Khazan talks to a number of health experts about Bobby’s wilder claims:

  • He believes seeds oils are “one of the most unhealthy ingredients” in foods. Untrue. Canola oil, for example, has repeatedly been shown to lower cholesterol and reduce the risk of heart disease. Meanwhile, Bobby’s suggestion that we replace seed oils with beef tallow would actually send cholesterol levels through the roof.

  • Then there’s fluoride in drinking water. At current levels, it poses no risks. Fluoridated water helps strengthen tooth enamel and prevent decay. We have data on what happens when it’s removed from public drinking water, writes Khazan:

    • After Israel ceased water fluoridation in 2014, dental treatments in a clinic in Tel Aviv increased twofold across all ages. In Canada, after Calgary ceased water fluoridation in 2011, second graders there experienced more cavities than those in Edmonton, where water was still fluoridated. After Juneau, Alaska, ceased water fluoridation in 2007, children younger than 6 underwent more cavity-related dental procedures—at a cost of about $300 more a year per child.
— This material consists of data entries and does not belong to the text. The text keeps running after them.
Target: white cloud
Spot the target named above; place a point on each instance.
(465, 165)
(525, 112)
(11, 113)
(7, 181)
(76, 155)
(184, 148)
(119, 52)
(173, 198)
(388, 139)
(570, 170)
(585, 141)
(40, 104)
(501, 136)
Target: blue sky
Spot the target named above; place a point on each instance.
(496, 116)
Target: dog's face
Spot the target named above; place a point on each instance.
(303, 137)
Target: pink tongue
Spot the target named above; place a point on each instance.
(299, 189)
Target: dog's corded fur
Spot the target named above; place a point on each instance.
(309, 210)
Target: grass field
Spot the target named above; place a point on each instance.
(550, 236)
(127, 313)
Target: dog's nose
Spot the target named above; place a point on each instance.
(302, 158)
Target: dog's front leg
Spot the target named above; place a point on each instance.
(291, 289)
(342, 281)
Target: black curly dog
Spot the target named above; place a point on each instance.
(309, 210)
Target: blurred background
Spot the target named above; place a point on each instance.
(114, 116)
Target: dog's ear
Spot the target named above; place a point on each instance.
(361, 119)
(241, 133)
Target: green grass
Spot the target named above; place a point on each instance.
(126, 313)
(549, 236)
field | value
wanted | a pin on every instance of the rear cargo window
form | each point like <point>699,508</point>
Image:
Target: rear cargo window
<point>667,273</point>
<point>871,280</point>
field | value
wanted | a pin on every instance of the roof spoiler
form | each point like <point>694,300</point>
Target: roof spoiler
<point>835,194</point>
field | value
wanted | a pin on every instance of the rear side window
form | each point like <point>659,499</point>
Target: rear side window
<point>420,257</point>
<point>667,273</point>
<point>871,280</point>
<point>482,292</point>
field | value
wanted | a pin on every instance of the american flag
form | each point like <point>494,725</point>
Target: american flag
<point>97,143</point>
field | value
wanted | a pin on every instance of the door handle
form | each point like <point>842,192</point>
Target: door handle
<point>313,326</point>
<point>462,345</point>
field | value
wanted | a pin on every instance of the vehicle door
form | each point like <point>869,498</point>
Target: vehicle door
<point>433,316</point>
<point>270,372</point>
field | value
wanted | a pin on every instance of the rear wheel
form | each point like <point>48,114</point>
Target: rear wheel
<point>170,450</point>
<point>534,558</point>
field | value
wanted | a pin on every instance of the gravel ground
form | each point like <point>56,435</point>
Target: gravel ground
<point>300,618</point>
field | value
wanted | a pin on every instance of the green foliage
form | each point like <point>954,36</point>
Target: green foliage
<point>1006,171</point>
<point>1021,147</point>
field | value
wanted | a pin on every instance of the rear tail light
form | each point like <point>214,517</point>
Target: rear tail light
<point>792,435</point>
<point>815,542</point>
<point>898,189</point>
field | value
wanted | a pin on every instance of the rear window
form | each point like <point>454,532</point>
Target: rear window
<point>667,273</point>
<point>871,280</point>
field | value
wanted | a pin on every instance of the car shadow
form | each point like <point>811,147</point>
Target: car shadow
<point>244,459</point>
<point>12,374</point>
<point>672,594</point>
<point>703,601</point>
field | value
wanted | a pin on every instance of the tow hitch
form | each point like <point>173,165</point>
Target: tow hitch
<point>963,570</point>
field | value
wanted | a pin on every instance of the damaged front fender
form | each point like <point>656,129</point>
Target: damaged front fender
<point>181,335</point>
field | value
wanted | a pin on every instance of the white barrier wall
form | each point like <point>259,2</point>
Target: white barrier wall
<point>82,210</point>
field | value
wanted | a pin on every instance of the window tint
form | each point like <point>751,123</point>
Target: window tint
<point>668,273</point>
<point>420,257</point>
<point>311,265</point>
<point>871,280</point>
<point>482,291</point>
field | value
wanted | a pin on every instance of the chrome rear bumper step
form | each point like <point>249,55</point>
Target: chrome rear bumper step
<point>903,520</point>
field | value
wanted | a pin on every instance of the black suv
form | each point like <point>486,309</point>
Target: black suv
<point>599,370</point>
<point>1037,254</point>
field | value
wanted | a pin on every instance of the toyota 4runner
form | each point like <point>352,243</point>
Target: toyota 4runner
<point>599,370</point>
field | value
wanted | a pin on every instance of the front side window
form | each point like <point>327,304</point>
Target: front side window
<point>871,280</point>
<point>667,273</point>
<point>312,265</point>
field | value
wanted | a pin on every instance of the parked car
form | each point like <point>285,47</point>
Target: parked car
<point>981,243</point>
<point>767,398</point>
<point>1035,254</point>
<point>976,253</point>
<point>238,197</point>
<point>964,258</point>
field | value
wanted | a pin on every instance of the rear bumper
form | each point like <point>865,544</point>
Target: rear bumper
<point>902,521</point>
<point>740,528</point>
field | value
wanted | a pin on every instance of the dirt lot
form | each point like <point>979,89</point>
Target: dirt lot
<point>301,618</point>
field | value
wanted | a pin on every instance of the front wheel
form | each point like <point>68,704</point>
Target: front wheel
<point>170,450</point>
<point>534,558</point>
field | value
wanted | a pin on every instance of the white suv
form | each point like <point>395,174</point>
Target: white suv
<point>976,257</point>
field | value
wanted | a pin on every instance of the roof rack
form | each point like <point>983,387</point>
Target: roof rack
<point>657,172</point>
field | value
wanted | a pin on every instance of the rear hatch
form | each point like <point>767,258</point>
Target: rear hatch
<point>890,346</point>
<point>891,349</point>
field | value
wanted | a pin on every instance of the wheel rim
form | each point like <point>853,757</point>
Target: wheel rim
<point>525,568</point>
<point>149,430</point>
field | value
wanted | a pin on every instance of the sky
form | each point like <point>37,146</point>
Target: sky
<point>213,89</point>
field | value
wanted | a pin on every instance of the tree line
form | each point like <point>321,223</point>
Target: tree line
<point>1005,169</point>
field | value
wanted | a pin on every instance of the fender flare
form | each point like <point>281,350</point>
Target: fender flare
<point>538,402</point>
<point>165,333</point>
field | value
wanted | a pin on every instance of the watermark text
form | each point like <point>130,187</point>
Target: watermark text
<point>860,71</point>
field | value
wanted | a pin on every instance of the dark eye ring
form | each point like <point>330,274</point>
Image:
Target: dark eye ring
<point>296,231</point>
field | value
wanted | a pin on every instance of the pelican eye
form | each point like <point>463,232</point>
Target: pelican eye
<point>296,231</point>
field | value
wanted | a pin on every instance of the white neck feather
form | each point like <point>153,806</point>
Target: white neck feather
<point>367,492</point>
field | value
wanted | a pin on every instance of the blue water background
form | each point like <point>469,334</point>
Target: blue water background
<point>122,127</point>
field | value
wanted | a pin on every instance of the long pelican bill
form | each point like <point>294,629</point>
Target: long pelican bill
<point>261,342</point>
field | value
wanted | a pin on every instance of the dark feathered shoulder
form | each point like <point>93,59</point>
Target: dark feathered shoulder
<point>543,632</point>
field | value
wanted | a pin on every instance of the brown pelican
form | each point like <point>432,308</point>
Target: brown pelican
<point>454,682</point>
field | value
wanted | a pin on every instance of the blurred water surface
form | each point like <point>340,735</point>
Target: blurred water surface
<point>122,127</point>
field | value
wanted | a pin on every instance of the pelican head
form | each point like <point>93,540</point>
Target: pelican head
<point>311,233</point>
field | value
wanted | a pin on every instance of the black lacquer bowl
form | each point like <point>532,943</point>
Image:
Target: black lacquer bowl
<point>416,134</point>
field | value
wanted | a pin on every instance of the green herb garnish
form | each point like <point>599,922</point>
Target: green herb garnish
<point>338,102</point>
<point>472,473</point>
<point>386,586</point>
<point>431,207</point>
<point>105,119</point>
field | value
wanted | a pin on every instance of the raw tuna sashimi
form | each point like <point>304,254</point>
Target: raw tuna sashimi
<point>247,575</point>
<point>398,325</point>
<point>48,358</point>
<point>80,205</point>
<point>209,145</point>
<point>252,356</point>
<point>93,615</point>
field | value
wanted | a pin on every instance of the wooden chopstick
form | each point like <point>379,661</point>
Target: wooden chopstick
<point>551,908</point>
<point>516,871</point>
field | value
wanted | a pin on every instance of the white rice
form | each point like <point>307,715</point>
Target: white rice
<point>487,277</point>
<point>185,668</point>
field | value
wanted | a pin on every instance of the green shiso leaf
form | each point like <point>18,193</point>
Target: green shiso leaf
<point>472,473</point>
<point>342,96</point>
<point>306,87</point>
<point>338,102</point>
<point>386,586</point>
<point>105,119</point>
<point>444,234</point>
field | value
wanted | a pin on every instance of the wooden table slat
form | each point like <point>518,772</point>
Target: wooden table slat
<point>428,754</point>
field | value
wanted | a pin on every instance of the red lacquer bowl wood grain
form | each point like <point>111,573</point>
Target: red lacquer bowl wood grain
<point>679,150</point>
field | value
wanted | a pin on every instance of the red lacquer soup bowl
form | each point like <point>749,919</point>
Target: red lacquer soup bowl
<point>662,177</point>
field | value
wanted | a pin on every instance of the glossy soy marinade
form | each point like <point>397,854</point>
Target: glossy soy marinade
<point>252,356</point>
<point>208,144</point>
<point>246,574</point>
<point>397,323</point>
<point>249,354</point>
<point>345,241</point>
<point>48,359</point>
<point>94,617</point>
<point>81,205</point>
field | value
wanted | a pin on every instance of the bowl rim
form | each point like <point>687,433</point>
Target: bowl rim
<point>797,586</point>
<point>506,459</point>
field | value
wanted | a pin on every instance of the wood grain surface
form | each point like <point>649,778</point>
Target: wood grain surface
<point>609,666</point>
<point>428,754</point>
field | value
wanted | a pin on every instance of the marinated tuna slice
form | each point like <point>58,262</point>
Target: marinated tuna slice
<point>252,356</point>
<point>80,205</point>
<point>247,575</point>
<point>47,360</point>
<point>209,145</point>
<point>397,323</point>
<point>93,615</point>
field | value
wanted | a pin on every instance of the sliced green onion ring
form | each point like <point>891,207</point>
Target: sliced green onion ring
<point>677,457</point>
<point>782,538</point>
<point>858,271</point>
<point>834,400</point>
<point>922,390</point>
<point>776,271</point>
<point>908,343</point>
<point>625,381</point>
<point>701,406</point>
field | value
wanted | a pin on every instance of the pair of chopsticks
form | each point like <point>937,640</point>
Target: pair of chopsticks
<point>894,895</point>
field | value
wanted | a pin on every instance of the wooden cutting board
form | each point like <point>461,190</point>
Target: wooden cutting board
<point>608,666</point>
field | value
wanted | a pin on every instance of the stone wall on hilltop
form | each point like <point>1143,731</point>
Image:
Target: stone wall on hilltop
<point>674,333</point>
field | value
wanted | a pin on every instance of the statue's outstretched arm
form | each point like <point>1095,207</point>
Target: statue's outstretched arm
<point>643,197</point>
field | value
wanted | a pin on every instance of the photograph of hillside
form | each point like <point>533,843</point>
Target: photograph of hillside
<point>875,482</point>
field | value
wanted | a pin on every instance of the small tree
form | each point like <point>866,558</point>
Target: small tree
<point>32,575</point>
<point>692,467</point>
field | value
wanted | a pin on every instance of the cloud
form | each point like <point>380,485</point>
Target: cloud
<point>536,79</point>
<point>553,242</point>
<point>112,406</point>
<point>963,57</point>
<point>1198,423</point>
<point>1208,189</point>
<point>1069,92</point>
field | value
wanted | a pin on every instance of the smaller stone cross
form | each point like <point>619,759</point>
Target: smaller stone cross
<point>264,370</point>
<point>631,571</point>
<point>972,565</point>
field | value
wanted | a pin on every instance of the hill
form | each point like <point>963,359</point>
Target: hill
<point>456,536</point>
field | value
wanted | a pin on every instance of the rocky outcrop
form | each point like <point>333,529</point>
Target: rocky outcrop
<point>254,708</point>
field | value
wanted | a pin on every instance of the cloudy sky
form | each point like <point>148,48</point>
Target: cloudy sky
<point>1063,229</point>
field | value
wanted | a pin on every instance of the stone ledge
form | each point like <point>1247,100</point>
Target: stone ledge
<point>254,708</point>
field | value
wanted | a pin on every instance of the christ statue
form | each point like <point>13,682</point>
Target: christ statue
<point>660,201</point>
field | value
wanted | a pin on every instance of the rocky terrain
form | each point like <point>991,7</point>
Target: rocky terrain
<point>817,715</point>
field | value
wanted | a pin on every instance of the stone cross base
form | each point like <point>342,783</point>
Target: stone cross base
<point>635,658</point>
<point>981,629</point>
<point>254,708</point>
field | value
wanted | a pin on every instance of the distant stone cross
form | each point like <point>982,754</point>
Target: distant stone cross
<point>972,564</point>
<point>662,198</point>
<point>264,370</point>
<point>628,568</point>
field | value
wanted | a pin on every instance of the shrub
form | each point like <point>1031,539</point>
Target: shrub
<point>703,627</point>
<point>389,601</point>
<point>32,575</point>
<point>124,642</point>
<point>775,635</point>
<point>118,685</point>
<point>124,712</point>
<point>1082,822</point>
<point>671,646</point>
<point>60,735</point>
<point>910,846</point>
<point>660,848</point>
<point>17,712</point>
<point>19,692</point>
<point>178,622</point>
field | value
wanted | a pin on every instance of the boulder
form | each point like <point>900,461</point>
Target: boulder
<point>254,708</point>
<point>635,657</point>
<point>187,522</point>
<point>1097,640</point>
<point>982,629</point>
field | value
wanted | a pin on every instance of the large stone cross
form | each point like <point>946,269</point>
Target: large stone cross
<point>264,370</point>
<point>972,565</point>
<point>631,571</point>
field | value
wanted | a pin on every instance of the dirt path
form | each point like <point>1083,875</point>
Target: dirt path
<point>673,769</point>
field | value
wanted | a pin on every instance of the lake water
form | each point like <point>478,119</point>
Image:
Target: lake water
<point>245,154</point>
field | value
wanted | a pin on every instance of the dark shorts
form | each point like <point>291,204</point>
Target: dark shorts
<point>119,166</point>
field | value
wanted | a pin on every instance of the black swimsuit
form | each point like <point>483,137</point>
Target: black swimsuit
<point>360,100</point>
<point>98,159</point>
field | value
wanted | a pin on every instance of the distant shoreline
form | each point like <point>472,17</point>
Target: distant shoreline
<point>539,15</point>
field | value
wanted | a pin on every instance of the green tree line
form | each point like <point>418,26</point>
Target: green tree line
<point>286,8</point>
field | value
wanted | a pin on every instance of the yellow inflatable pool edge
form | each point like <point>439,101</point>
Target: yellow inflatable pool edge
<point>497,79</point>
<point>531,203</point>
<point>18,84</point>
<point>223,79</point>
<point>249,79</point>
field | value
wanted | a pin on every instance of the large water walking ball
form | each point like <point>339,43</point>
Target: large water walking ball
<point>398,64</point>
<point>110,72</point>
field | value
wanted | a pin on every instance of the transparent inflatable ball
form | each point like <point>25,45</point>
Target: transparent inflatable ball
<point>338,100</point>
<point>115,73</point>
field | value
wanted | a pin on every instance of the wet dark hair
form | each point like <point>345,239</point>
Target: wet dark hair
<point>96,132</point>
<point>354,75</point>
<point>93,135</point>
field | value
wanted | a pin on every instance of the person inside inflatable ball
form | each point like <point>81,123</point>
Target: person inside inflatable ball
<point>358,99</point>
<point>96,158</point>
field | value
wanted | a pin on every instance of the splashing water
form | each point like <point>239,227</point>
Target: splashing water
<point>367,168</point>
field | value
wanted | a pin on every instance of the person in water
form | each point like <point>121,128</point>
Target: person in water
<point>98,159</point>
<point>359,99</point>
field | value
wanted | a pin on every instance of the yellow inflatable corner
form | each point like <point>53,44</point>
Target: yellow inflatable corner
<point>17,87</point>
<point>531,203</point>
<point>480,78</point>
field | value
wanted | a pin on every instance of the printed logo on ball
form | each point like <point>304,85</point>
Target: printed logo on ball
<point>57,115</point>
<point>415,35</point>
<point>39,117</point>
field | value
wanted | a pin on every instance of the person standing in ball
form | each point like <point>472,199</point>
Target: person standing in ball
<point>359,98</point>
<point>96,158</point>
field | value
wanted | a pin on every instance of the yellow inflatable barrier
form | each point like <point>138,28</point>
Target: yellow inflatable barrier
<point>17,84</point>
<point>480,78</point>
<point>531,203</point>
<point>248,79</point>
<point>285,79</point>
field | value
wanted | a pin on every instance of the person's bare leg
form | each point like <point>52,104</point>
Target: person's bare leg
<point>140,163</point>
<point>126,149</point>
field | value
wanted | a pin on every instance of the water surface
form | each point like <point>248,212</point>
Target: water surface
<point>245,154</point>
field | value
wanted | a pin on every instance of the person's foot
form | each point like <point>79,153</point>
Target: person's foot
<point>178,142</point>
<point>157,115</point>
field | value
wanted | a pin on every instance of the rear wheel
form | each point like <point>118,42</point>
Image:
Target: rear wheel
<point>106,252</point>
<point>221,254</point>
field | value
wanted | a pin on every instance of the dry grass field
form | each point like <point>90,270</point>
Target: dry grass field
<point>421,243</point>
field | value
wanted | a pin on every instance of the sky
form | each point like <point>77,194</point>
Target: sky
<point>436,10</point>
  • And, of course: vaccines. We’ll conclude with Khazan on the prospect of the return of one of the most vaccine-preventable diseases in existence:

    • “Kids with measles are sick and miserable. They’re photophobic—afraid of the light—and may struggle to breathe. Before the measles vaccine came along in 1963, 48,000 people were hospitalized with measles each year in America, many with pneumonia or inflammation of the brain. Five hundred of them died each year. When Samoa suffered a measles outbreak in 2019, 83 people died, out of a population of just 200,000.”